さて『すべてを可能にする数学脳のつくり方』に続いて『2050年 衝撃の未来予想(苫米地英人著)』という本も買って読んでみました。

未来予想みたいな本は多くの人が興味がある内容ではないでしょうか?

ただ個人的には期待はずれな部分も多かった本でした。

スポンサーリンク

『2050年 衝撃の未来予想(苫米地英人著)』は何が期待はずれなのか?

こういった本に期待するところというのは未来のテクノロジーがどうなるのか?未来の社会はどんなに便利になっているのか?という疑問に答えてほしいということではないでしょうか。

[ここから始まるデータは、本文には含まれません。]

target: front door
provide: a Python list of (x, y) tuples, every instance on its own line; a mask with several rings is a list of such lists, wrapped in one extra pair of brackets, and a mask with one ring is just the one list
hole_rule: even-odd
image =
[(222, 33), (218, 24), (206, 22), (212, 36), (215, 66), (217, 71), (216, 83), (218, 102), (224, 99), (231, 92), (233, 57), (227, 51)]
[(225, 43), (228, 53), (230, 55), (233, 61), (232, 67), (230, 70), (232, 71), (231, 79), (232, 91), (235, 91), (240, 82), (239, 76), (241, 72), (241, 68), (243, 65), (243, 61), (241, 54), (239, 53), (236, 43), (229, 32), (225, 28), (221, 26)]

この本もそういった疑問に答えている部分は確かにありますし、具体的に突っ込んで書かれている部分もあると言えます。

しかし、読み進めるに従って著者の興味関心は政治的な内容に力点が置かれていて、何か違うなと読んでいて思いました。

内容が違うということではなく、こちらの興味関心はそっちじゃないなという印象。

自分としては別に政治的に未来がどうなるのかを知りたくてこの本を買った訳ではありませんでした。

政治的な未来予測に興味があるという方はこの本を買って良かったと思えるかもしれません。

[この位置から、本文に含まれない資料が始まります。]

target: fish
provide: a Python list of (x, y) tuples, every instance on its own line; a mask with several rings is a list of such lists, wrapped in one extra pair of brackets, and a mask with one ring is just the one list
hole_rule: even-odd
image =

自分としては具体的なテクノロジーの話を知りたかったかなというところです。まあそれも含めて本に書かれていると言われればそうなのですが…。

ここで言う政治的な内容とは?

ここで言う政治的な内容とは例えば「金融資本家」や「サイバー独立国」や「資本主義の未来」などといった内容です。

こういった内容は実に政治的な内容と言えるでしょう。

逆に具体的なテクノロジーというのは例えば「ガンが治る」とか「空を飛ぶ車の実用化」といった内容でしょう。

この本はそういった内容中心ではなく、意外と政治的な内容に力点が置かれていて肩透かしを食らう可能性はあります。

率直な感想としては…

正直この本を読んでみて私は楽しい気分にはなれませんでした。

やはり未来はAIが多くの仕事をして人間社会は更に格差が拡大されていくという予測になっています。

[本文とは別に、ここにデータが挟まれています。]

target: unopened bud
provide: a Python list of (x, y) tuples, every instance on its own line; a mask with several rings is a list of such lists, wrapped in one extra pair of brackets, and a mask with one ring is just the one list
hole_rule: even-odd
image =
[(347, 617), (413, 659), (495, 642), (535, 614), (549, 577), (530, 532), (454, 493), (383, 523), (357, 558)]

ハッキリ言えば一般庶民にとっては余り嬉しくない未来が待っていて、相当何かを頑張らないと未来は暗いような感じです(苦笑)。

現状から見るとこの本に書かれている内容は「飛躍した内容」に思える人も多いと思います。しかし現実問題、様々な技術の進歩のスピード感は加速しており、ほとんどの人はすでに置いていかれていると思います。

例えば著者の苫米地英人氏が「ブロックチェーン技術は古い技術だ」と言っても我々はその真意を理解できないし、ブロックチェーン技術自体を理解できていない人がほとんどでしょう。何となく仮想通貨が最近できたみたいな認識。

ですからほとんどの人は今という時代に付いて行けていないと思われます。もっと言えば技術についてのウンチクを語れるとしても、ブロックチェーンを作れるのかと言われると無理でしょう。結局受け手であり、時代に翻弄される側なのです。

ですからいかに未来予測を知ったとしても一般庶民にとっては明るい未来は描けないなという感じがしたのです。

『2050年 衝撃の未来予想(苫米地英人著)』を読むべき人とは?

『2050年 衝撃の未来予想(苫米地英人著)』を読むべき人とはどんな人か?

これは自分が搾取される側にならない、エリート側になれる或いはエリートに対抗する人間なんだという強い意思がある人でしょう(笑)。

あとは陰謀論的なものに興味がある方にはまあまあ面白い内容かもしれません。そういう人でもこういう見方もあるかもしれないね、という感じに思える内容ではないかと。

陰謀論からすると物足りない内容かもしれないですが、一部の陰謀論のような突飛でぶっ飛んでいる内容ではありません。これは陰謀論ではないですし現実的な内容になっています。

ただ陰謀論にハマりすぎていて補正した方が良い人にとってはオルタナティブな選択肢として読んでおいた方が良いかもしれません(苦笑)。